Science Fair Project Encyclopedia
Historically, Dzungaria was a Mongolian kingdom of Central Asia. It derived its name from the Jüün Ghar (or Dzungar, Dsongar), who were so called because they formed the left wing (dson, left; gar, hand) of the Mongolian army. It was raised to its highest pitch by Kaldan or Bushtu Khan in the latter half of the 17th century, but completely destroyed by Chinese invasion about 1757-1759. It has played an important part in the history of Mongolia and the great migrations of Mongolian stems westward.

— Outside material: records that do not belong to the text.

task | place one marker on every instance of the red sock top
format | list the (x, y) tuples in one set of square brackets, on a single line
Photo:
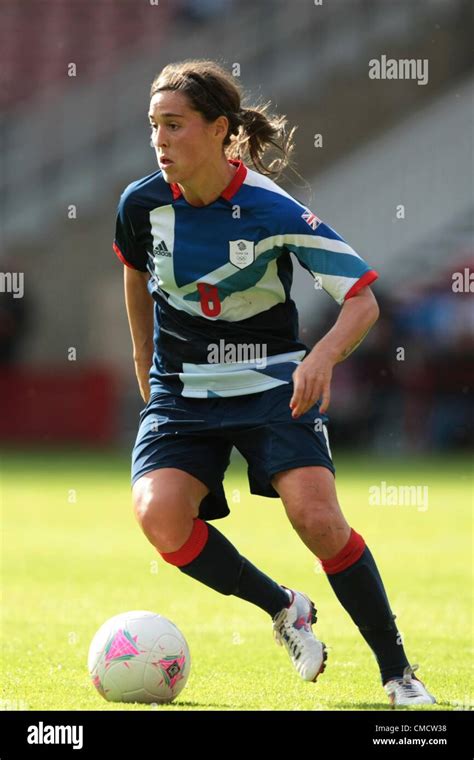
[(346, 557), (191, 548)]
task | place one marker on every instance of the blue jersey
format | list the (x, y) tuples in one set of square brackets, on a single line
[(221, 274)]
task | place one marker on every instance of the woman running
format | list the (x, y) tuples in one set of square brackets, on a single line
[(206, 241)]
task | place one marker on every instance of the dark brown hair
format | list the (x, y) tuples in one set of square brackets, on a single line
[(213, 91)]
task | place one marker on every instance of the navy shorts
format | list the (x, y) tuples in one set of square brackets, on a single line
[(197, 435)]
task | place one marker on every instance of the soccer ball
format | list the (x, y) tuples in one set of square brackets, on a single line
[(139, 656)]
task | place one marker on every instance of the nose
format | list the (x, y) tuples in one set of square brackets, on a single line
[(160, 137)]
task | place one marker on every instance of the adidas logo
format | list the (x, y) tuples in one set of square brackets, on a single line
[(161, 249)]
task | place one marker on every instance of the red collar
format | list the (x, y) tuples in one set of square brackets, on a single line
[(228, 192)]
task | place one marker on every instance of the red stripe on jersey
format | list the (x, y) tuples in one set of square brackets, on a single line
[(231, 189), (121, 256), (366, 279), (346, 557), (193, 546)]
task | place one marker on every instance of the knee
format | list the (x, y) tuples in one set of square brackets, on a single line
[(165, 522), (314, 517)]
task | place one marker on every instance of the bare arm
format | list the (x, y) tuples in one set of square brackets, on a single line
[(312, 379), (139, 305)]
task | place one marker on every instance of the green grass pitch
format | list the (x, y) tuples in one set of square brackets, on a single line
[(73, 556)]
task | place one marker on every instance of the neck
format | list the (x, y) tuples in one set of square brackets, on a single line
[(208, 183)]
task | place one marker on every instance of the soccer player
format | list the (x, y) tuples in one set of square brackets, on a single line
[(206, 241)]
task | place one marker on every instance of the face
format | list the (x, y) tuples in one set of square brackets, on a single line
[(184, 141)]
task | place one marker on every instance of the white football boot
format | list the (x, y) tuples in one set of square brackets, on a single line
[(292, 629), (408, 690)]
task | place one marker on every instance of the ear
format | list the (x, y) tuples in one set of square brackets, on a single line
[(221, 126)]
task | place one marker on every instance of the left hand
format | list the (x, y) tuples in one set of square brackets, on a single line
[(311, 380)]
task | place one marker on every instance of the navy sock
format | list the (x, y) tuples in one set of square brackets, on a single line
[(361, 592), (210, 558)]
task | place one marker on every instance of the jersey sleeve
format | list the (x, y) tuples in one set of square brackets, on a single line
[(336, 267), (128, 249)]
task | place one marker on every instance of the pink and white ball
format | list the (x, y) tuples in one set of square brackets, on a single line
[(139, 656)]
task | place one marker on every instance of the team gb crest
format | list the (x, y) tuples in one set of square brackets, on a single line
[(241, 253)]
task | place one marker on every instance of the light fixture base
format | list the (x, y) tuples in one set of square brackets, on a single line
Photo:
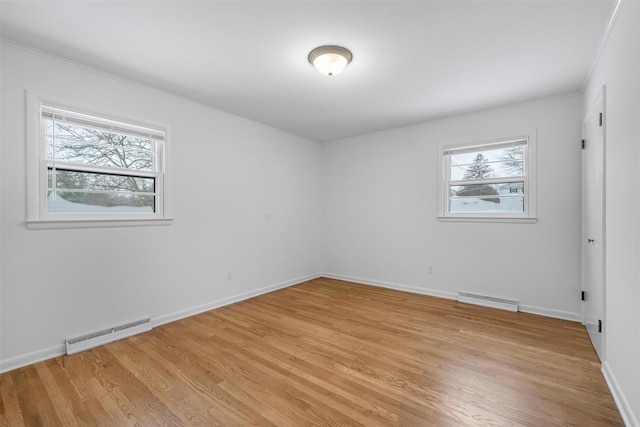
[(330, 59)]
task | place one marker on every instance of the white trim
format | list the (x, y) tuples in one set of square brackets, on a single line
[(39, 218), (531, 309), (31, 358), (626, 412), (60, 349), (94, 223), (392, 285), (126, 80), (603, 42), (551, 312), (477, 218), (172, 317)]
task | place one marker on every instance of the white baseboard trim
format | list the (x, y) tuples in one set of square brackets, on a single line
[(547, 312), (172, 317), (391, 285), (59, 350), (618, 396), (31, 358), (550, 312)]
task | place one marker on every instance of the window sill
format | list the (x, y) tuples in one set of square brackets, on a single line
[(94, 223), (487, 219)]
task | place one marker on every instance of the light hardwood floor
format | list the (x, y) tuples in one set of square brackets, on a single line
[(326, 352)]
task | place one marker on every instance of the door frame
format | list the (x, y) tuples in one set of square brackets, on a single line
[(600, 98)]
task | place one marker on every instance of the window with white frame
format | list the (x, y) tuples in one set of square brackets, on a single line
[(489, 180), (94, 168)]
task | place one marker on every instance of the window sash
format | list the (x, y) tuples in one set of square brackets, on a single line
[(447, 183), (50, 164)]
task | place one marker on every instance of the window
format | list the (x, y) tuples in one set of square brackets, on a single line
[(97, 170), (492, 180)]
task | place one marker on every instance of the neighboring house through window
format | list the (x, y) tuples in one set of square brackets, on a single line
[(95, 169), (491, 180)]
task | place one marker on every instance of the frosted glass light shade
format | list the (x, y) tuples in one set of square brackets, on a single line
[(330, 60)]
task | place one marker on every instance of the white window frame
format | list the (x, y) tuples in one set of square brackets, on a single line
[(37, 175), (529, 179)]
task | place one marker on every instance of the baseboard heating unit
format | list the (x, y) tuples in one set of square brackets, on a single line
[(104, 336), (487, 301)]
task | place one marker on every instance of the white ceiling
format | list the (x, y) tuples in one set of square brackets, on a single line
[(413, 60)]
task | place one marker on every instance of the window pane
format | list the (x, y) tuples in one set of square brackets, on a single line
[(66, 179), (498, 163), (88, 202), (99, 148), (487, 190), (491, 205)]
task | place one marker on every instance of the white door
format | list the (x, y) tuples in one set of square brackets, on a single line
[(593, 224)]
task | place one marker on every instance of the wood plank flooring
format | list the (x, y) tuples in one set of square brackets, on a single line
[(329, 353)]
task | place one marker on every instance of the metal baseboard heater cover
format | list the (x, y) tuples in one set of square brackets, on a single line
[(487, 301), (105, 336)]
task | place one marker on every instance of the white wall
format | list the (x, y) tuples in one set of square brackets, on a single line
[(380, 208), (246, 198), (619, 69)]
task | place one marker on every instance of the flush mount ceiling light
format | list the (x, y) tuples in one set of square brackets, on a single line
[(330, 60)]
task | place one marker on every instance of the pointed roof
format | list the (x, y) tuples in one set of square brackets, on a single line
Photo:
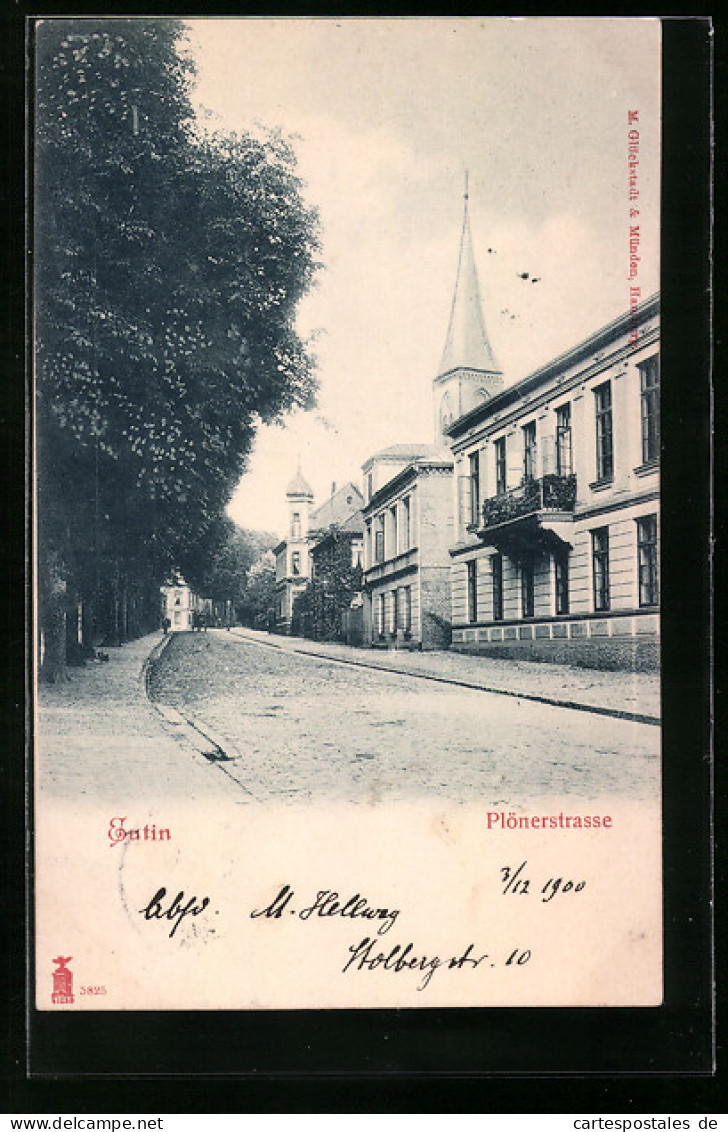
[(299, 486), (467, 345)]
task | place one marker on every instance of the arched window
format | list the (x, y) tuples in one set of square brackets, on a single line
[(446, 412)]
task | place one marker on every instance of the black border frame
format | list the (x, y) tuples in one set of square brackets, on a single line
[(512, 1057)]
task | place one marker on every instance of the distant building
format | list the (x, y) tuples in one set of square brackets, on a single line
[(330, 608), (556, 554), (409, 488), (306, 526), (181, 605)]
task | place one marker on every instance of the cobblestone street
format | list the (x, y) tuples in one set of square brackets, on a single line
[(298, 727)]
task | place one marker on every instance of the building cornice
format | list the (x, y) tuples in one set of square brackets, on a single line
[(531, 384), (408, 476)]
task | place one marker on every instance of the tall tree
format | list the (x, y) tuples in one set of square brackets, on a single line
[(169, 267)]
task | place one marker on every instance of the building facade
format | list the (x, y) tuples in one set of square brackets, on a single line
[(307, 525), (181, 606), (409, 517), (408, 532), (330, 608), (557, 507)]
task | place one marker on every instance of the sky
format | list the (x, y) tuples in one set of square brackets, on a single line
[(387, 114)]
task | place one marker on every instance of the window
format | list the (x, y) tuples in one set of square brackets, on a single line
[(564, 460), (474, 487), (472, 591), (600, 567), (407, 609), (446, 412), (605, 452), (527, 588), (648, 560), (529, 451), (500, 464), (496, 566), (561, 580), (378, 549), (405, 523), (650, 409)]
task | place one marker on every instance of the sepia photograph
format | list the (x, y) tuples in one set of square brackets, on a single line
[(347, 524)]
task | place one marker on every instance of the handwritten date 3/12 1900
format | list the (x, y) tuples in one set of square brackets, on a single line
[(368, 954)]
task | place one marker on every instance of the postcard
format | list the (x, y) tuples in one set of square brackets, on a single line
[(348, 513)]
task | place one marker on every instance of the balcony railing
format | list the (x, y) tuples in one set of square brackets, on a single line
[(551, 492)]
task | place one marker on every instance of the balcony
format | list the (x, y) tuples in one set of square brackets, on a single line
[(537, 513)]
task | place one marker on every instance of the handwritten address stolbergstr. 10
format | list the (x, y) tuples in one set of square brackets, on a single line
[(369, 953)]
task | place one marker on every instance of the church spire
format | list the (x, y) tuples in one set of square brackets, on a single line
[(467, 345)]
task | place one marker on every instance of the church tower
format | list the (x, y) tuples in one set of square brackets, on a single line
[(469, 372)]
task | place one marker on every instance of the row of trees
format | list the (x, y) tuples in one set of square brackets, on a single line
[(169, 264)]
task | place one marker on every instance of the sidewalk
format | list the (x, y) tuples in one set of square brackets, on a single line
[(614, 692), (97, 735)]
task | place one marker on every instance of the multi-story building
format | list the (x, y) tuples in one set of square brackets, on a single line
[(181, 606), (409, 512), (330, 608), (306, 526), (556, 555), (408, 532)]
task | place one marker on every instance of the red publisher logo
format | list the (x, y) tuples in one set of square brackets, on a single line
[(62, 980)]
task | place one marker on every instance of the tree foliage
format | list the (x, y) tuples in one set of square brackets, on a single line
[(169, 264)]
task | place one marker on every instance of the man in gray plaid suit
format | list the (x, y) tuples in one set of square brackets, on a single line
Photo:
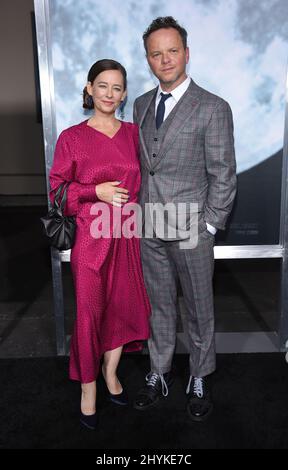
[(187, 156)]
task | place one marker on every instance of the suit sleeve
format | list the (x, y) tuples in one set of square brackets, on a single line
[(220, 166), (63, 170)]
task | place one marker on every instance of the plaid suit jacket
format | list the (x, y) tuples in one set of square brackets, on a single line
[(196, 160)]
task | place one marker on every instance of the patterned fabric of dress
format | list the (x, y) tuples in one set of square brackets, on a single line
[(112, 304)]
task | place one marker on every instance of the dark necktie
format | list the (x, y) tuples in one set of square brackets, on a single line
[(161, 109)]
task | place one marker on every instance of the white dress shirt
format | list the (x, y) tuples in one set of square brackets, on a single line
[(177, 93)]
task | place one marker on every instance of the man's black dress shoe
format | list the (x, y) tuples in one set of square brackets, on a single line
[(89, 421), (156, 387), (199, 405)]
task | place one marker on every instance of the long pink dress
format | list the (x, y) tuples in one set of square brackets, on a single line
[(112, 304)]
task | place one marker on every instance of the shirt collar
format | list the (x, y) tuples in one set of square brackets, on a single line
[(178, 92)]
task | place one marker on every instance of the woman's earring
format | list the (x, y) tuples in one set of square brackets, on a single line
[(90, 101), (121, 108)]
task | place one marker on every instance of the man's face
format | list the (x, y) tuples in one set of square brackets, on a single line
[(167, 57)]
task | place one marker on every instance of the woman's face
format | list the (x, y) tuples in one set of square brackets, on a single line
[(107, 91)]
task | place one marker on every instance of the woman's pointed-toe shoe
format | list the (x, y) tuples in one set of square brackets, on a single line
[(119, 398), (89, 421)]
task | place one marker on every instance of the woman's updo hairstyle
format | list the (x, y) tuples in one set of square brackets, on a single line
[(97, 68)]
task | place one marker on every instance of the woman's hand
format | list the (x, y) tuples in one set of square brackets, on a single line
[(109, 192)]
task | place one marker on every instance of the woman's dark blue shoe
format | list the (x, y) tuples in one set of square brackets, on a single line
[(119, 398), (89, 421)]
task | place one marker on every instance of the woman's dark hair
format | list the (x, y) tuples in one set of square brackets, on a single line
[(97, 68), (165, 22)]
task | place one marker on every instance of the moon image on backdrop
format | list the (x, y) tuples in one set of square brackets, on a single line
[(238, 50)]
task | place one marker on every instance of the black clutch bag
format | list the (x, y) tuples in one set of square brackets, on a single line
[(59, 229)]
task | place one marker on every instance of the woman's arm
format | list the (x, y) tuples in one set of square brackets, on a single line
[(63, 170)]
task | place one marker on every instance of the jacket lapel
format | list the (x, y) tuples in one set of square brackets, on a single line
[(186, 107), (141, 120)]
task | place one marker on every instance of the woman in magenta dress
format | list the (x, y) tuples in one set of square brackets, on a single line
[(100, 158)]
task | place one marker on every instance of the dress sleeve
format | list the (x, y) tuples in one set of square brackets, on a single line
[(135, 131), (63, 170)]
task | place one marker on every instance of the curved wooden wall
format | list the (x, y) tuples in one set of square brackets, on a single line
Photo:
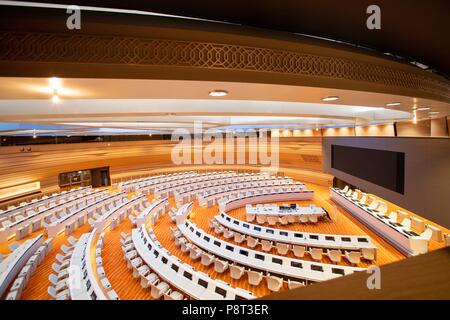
[(301, 157)]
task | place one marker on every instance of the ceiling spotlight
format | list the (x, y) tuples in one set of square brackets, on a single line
[(218, 93), (330, 98), (55, 83)]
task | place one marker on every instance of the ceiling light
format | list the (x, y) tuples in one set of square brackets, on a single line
[(392, 104), (218, 93), (330, 98)]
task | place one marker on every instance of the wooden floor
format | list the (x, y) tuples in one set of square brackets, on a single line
[(129, 288)]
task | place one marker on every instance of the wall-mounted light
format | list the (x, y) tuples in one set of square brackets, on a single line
[(330, 98), (218, 93), (55, 97)]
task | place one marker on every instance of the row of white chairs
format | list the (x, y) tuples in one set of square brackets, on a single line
[(41, 202), (317, 254), (24, 276), (148, 277), (284, 220), (274, 283)]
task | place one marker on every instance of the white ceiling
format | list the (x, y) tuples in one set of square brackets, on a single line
[(121, 106)]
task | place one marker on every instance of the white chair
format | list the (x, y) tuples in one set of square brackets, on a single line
[(236, 272), (148, 280), (272, 220), (447, 239), (427, 234), (299, 251), (313, 218), (159, 290), (406, 223), (291, 218), (61, 259), (239, 238), (66, 249), (173, 295), (219, 229), (294, 284), (266, 245), (254, 277), (227, 234), (63, 295), (363, 199), (334, 255), (207, 259), (220, 266), (373, 204), (316, 253), (303, 218), (417, 225), (252, 242), (393, 216), (274, 283), (368, 253), (282, 248), (354, 257), (13, 246), (194, 253), (382, 208), (72, 240)]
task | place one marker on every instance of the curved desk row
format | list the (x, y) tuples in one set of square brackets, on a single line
[(256, 197), (274, 264), (214, 197), (34, 221), (156, 207), (130, 185), (44, 201), (167, 188), (309, 240), (11, 266), (405, 240), (182, 276), (200, 189), (83, 283), (79, 217), (120, 210)]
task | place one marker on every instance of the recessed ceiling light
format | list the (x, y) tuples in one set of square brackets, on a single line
[(218, 93), (392, 104), (330, 98)]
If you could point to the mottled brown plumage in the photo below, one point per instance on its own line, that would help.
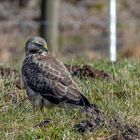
(47, 80)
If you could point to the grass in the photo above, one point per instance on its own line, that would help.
(119, 96)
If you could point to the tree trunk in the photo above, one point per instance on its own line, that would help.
(49, 26)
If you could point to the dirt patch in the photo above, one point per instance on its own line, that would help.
(87, 71)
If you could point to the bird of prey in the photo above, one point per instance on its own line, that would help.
(47, 81)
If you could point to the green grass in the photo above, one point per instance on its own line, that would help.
(119, 96)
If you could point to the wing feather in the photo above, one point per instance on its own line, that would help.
(49, 76)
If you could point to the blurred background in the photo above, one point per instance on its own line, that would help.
(82, 28)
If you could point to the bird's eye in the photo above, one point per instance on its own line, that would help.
(37, 44)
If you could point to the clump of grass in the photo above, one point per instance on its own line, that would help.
(119, 96)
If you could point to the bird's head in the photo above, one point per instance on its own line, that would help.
(36, 45)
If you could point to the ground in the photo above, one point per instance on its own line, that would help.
(118, 97)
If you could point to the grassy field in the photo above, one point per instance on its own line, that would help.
(116, 97)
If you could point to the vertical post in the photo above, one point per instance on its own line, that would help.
(113, 38)
(49, 27)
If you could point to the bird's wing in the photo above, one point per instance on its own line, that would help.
(48, 76)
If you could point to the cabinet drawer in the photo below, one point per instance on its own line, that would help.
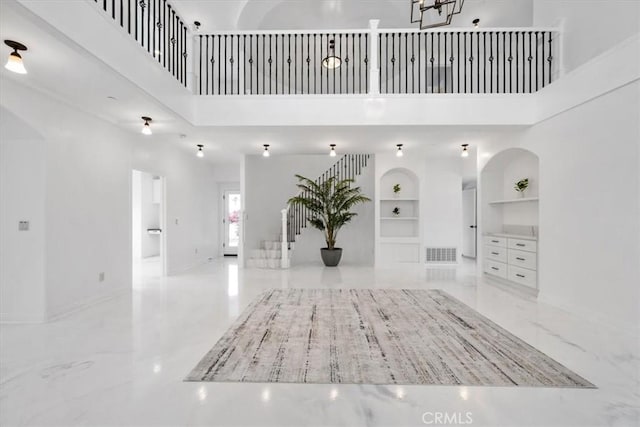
(496, 268)
(522, 245)
(522, 275)
(495, 241)
(495, 253)
(522, 258)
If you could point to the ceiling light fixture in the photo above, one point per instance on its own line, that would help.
(14, 63)
(332, 61)
(434, 13)
(146, 128)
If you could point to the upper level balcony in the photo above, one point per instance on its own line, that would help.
(367, 76)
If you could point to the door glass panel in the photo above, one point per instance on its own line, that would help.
(233, 218)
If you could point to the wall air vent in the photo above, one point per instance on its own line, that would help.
(441, 255)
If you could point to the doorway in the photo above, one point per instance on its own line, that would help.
(147, 225)
(469, 226)
(231, 222)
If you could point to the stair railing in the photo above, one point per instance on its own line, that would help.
(295, 218)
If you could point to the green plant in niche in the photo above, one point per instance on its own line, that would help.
(328, 204)
(522, 185)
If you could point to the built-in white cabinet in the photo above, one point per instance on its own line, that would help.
(503, 260)
(510, 218)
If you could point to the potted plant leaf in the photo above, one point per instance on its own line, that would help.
(521, 186)
(396, 190)
(329, 205)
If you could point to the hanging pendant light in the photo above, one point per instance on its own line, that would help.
(146, 128)
(14, 63)
(332, 61)
(434, 13)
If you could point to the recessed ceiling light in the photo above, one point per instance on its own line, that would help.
(14, 63)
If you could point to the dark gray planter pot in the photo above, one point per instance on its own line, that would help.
(331, 257)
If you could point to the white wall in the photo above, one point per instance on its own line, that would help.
(22, 175)
(590, 26)
(270, 182)
(442, 194)
(589, 209)
(86, 208)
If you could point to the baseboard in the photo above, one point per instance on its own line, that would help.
(187, 268)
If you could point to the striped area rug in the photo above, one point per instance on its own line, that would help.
(374, 336)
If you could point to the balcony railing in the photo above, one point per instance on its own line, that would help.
(519, 61)
(282, 63)
(155, 25)
(487, 61)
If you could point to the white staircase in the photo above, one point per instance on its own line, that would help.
(268, 256)
(294, 220)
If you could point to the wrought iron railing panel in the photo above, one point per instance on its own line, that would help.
(281, 63)
(465, 61)
(156, 26)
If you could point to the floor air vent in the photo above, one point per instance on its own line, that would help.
(442, 255)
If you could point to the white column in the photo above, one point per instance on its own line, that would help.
(284, 262)
(374, 73)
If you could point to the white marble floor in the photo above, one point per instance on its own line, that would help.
(122, 362)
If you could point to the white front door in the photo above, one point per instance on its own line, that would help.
(469, 223)
(231, 222)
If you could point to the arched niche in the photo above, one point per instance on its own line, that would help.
(503, 208)
(408, 181)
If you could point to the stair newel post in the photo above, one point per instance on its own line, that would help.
(284, 261)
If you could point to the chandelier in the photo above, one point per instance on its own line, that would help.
(434, 13)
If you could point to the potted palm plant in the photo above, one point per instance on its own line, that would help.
(329, 205)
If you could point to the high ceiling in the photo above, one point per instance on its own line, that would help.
(338, 14)
(92, 86)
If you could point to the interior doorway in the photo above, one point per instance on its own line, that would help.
(469, 226)
(231, 222)
(148, 225)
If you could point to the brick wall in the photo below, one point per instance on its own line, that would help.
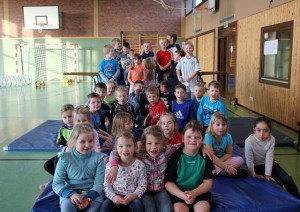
(138, 15)
(78, 18)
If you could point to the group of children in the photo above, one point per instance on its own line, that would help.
(164, 149)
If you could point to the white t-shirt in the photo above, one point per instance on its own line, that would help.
(188, 66)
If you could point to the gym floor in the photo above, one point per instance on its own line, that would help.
(24, 108)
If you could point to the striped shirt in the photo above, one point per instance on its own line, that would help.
(156, 167)
(188, 66)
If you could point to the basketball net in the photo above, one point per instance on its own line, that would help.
(41, 24)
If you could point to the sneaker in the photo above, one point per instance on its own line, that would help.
(241, 173)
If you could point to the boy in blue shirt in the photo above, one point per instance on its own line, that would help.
(199, 91)
(109, 69)
(211, 104)
(183, 110)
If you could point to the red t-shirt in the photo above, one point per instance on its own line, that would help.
(176, 139)
(136, 73)
(163, 57)
(155, 111)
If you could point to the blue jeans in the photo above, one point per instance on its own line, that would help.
(157, 201)
(67, 206)
(135, 206)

Its widest limit included Kashgar, Yarkand, Khotan, the whole region of the Tian Shan, and in short the greater proportion of that part of Central Asia which extends from 35 to 50 N. and from 72 to 97 E.
As a political or geographical term Dzungaria has practically disappeared from the map; but the range of mountains stretching north-east along the southern frontier of the Land of the Seven Streams , as the district to the south-east of the Balkhash Lake is called, preserves the name of Dzungarian Range.
The Dzungarian Alatau is a mountain chain that lies on the boundary of Xinjiang and Kazakhstan. At the eastern end of the chain, on the Kazakhstan-Chinese border, lies the Dzungarian Gate, a pass which for centuries was used as an invasion route by conquerors from Central Asia.
Dzungaria is a largely steppe and semidesert basin surrounded by high mountains: the Tian Shan in the south and the Altai in the north.